Editorial Canal Tropical.
La intervención de Air-e por parte del Gobierno Nacional ha cumplido un año y medio, y el panorama en marzo de 2026 es de una tensa incertidumbre. Aunque el discurso oficial busca dar tranquilidad, las cifras y la realidad operativa cuentan otra historia.
El estado financiero: Una «bola de nieve» de deuda
A pesar de la administración estatal, el hueco financiero de la empresa no se ha detenido.
- Deuda disparada: Al iniciar la intervención en 2024, la deuda con los generadores era de $550 mil millones. Hoy, en marzo de 2026, la cifra ha escalado hasta los $2,1 billones.
- El costo del kilovatio: Si bien la empresa anunció que la tarifa para Atlántico, Magdalena y La Guajira se mantendría estable en $796 por kWh durante el inicio de 2026 (por debajo del promedio nacional), el riesgo real es la falta de contratos.
- Exposición a la bolsa: Muchos de los contratos de energía barata están venciendo.

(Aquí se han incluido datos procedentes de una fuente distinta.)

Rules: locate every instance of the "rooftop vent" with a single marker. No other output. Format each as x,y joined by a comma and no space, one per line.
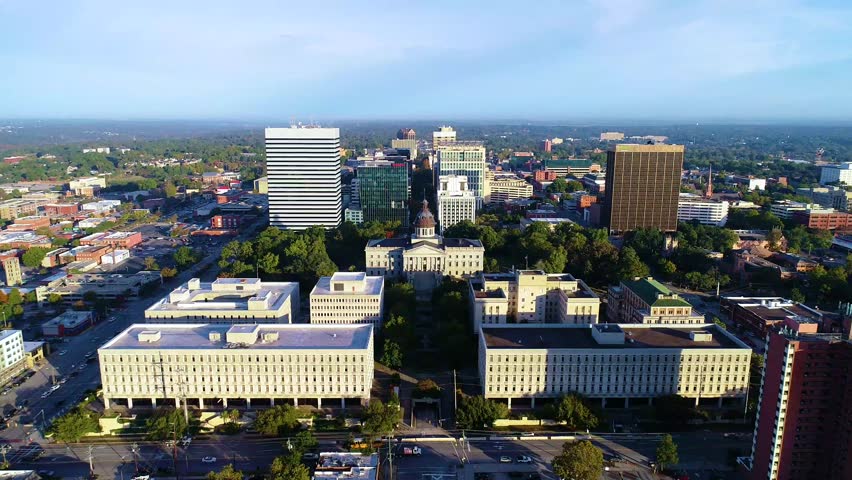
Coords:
149,336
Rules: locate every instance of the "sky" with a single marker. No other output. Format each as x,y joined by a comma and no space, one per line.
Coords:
568,60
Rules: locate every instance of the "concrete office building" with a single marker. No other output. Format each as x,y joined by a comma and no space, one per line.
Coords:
803,428
708,212
348,297
841,174
531,296
612,362
502,189
228,300
207,364
303,168
456,202
645,300
12,271
444,136
464,159
642,187
12,361
384,191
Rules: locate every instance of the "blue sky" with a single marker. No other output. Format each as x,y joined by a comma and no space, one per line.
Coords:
566,60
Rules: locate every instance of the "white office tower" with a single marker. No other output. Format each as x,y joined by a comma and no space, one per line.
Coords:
303,166
466,159
455,201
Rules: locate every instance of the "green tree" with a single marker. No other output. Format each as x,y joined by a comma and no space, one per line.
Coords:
572,410
380,419
479,412
667,452
277,420
391,355
33,257
288,468
166,423
184,257
227,473
74,425
579,461
150,263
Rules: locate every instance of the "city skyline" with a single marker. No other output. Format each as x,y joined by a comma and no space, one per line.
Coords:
703,61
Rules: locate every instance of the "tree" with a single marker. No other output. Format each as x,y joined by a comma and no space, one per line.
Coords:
479,412
579,461
166,423
74,425
227,473
151,264
33,257
277,420
391,355
184,257
573,411
667,452
379,418
288,468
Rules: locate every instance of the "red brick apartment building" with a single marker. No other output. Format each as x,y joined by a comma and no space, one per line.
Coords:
803,429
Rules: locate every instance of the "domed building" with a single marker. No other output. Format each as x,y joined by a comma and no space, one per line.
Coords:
425,257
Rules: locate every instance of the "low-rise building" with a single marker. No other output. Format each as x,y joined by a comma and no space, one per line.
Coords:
228,300
348,297
108,286
211,364
707,211
645,300
531,296
125,240
87,187
12,361
610,361
68,324
760,314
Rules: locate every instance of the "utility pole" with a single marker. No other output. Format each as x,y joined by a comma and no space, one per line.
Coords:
91,460
455,397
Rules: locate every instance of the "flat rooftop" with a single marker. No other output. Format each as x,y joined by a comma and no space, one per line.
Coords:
580,337
289,337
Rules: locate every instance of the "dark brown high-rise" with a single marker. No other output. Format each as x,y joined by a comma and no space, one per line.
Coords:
642,187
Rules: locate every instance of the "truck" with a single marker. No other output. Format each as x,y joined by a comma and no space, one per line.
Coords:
411,451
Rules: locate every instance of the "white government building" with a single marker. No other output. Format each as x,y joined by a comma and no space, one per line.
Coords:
206,364
228,300
706,211
456,202
611,361
531,296
303,168
424,255
347,298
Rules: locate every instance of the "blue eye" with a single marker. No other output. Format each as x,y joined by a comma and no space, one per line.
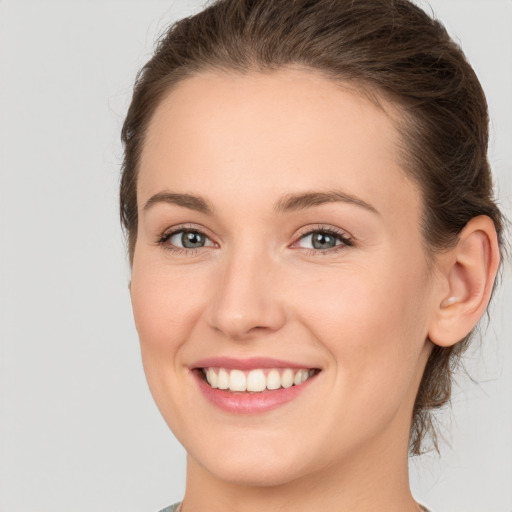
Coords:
185,239
323,240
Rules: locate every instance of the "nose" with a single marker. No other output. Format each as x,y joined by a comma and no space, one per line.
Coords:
246,301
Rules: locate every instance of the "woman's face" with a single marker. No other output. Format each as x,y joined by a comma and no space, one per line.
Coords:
279,240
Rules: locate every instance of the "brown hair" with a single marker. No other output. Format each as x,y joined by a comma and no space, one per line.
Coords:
392,49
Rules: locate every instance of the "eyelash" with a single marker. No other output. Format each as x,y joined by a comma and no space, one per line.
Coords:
346,241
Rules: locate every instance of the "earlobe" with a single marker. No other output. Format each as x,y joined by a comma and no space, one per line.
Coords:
468,273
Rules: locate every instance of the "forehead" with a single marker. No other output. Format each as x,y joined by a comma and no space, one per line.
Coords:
263,133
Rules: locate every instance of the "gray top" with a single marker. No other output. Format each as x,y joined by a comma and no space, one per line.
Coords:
173,508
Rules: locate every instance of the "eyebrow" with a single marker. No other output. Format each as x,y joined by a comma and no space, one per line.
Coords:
186,200
290,202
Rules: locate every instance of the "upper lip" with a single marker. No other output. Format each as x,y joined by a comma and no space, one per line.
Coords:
247,364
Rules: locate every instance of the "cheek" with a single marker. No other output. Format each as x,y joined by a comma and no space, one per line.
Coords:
373,321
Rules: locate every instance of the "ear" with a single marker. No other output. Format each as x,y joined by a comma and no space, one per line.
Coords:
467,274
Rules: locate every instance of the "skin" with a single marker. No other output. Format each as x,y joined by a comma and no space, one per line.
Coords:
361,313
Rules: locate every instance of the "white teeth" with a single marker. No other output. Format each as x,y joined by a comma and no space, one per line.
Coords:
211,376
237,381
287,378
257,380
222,379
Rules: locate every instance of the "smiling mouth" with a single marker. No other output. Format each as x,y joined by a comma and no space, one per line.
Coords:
259,380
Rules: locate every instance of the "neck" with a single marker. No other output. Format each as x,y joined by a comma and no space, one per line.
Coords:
374,478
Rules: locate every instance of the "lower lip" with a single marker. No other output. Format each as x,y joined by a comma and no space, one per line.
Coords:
250,403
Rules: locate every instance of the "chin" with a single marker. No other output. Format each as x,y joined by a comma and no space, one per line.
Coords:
253,466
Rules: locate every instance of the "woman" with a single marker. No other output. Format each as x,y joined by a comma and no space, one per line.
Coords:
313,238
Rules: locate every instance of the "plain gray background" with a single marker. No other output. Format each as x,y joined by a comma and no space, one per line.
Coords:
79,430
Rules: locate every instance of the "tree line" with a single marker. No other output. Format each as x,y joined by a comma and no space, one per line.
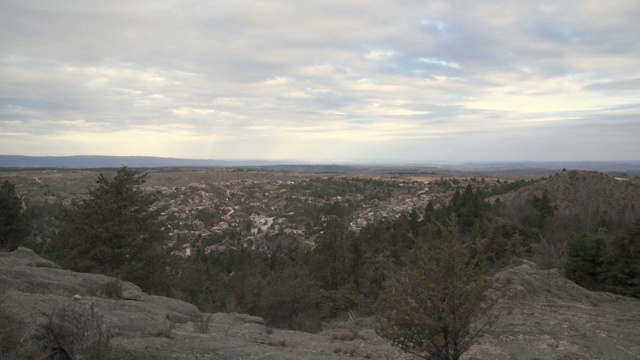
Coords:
399,269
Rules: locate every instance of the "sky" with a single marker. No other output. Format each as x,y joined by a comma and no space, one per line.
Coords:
401,81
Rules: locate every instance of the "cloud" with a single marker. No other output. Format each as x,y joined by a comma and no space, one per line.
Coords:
320,80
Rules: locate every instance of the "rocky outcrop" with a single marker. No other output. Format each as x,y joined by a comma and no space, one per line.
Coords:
541,316
76,312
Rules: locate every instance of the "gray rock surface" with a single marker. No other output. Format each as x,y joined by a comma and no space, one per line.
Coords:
542,316
545,316
72,311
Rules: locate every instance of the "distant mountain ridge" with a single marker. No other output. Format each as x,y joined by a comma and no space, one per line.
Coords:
94,161
533,168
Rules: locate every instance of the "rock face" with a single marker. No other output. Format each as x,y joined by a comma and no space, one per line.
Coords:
76,312
545,316
542,316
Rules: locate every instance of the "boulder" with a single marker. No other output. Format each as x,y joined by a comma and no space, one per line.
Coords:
79,328
542,315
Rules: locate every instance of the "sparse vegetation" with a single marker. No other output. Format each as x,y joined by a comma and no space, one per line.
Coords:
299,252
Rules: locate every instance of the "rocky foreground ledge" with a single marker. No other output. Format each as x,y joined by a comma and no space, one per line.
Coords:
543,316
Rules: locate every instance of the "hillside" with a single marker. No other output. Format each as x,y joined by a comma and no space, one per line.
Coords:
542,315
583,200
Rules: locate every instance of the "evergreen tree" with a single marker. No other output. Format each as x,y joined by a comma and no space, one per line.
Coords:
622,263
584,261
115,231
14,227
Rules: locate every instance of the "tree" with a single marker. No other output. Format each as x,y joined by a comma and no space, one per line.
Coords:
622,267
14,227
435,305
115,231
584,260
331,260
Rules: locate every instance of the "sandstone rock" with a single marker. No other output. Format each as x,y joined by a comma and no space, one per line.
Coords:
545,316
25,257
542,316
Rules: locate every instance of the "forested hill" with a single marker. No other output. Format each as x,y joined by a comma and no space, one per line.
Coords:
584,200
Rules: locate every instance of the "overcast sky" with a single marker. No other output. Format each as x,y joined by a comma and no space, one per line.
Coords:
322,81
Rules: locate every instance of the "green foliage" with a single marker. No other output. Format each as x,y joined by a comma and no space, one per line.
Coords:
545,208
584,260
14,227
622,264
434,306
331,261
505,187
115,231
610,265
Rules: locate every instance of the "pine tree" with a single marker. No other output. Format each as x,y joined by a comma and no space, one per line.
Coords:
14,227
435,306
115,231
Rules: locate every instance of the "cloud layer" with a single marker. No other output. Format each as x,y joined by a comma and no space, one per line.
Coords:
322,81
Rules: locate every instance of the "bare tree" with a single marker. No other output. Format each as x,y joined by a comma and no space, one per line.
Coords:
435,305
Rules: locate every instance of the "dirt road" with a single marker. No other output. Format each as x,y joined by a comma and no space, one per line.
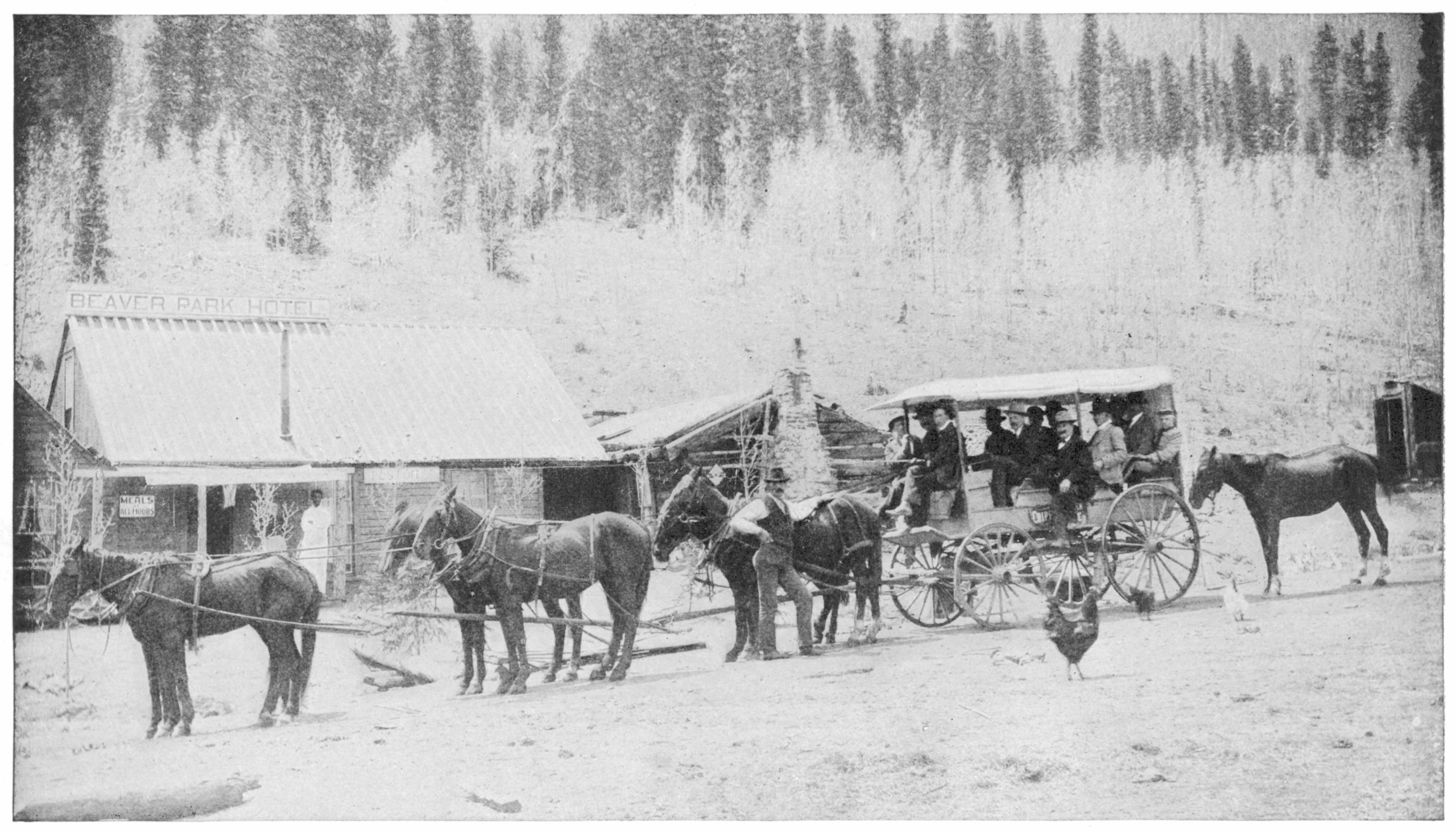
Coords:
1329,704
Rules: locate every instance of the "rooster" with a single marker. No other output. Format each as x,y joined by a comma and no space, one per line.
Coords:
1143,600
1074,638
1234,602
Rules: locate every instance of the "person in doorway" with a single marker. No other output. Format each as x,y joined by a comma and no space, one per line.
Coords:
313,550
768,521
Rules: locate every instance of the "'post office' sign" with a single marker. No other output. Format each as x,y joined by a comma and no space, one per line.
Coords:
88,300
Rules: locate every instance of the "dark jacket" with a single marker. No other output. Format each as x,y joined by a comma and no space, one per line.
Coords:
945,457
1074,462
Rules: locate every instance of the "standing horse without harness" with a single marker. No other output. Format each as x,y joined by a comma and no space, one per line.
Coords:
516,566
160,603
838,542
1276,487
472,599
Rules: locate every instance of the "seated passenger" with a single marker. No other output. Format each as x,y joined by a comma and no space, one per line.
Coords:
1072,475
1002,452
1164,461
941,469
1108,446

Esto obliga a la empresa a comprar energía en la «bolsa», donde el precio es volátil y depende de si llueve o no. Si hay sequía, el costo de compra sube y esa pérdida termina, tarde o temprano, afectando la inversión en redes.
Impacto en la economía de Barranquilla
Una posible intervención total y permanente, o incluso una liquidación, generaría los siguientes efectos inmediatos en la ciudad:
- Freno a la inversión industrial: Las empresas necesitan «energía firme». La inestabilidad de Air-e hace que grandes industrias duden en expandir sus plantas en la Vía 40 o en Malambo, por temor a apagones o sobrecostos inesperados.
- Crisis en el comercio local: Los cortes por mantenimiento preventivo (como los programados para este fin de semana en sectores como La Pradera y la vía a Juan Mina) afectan la productividad de los pequeños negocios que no cuentan con plantas eléctricas.
- Inestabilidad social: El cobro de las «pérdidas» (el diferencial de lo que se consume y no se paga) sigue siendo el detonante de las protestas. Mientras no se resuelva quién paga esa deuda histórica, el ambiente en los barrios seguirá siendo de confrontación.
¿Qué dicen los líderes regionales?
El gobernador del Atlántico, Eduardo Verano, ha sido enfático en que el modelo de intervención no está funcionando como se esperaba. Según el mandatario, «ya está comprobado que público, privado o intervenido, el sistema no puede con el valor actual de la generación».
Por su parte, la RAP Caribe ha solicitado una mesa técnica de alto nivel para revisar el estado de la empresa, advirtiendo que, si la intervención falla, la región podría enfrentarse a un apagón financiero del sector eléctrico
Comparativa: Promesa vs. Realidad
| Aspecto | Promesa de Intervención (2024) | Realidad (Marzo 2026) |
| Tarifas | Bajar el costo del recibo de luz. | Se han estabilizado, pero la deuda total sigue creciendo. |
| Inversión | Mejorar transformadores y redes. | Inversión limitada por el alto flujo de caja destinado a pagar deuda. |
| Cultura de Pago | Lograr que todos paguen lo justo. | Persisten altos niveles de cartera morosa y robo de energía. |
| Transparencia | Informe claro de la Superservicios. | Procuraduría califica los informes actuales como «insuficientes». |
La intervención de Air-e está en su punto de quiebre. En los próximos meses se definirá si el Gobierno inyecta el capital necesario para salvar la operación o si el Caribe debe prepararse para un nuevo cambio de operador, lo que reiniciaría el ciclo de incertidumbre.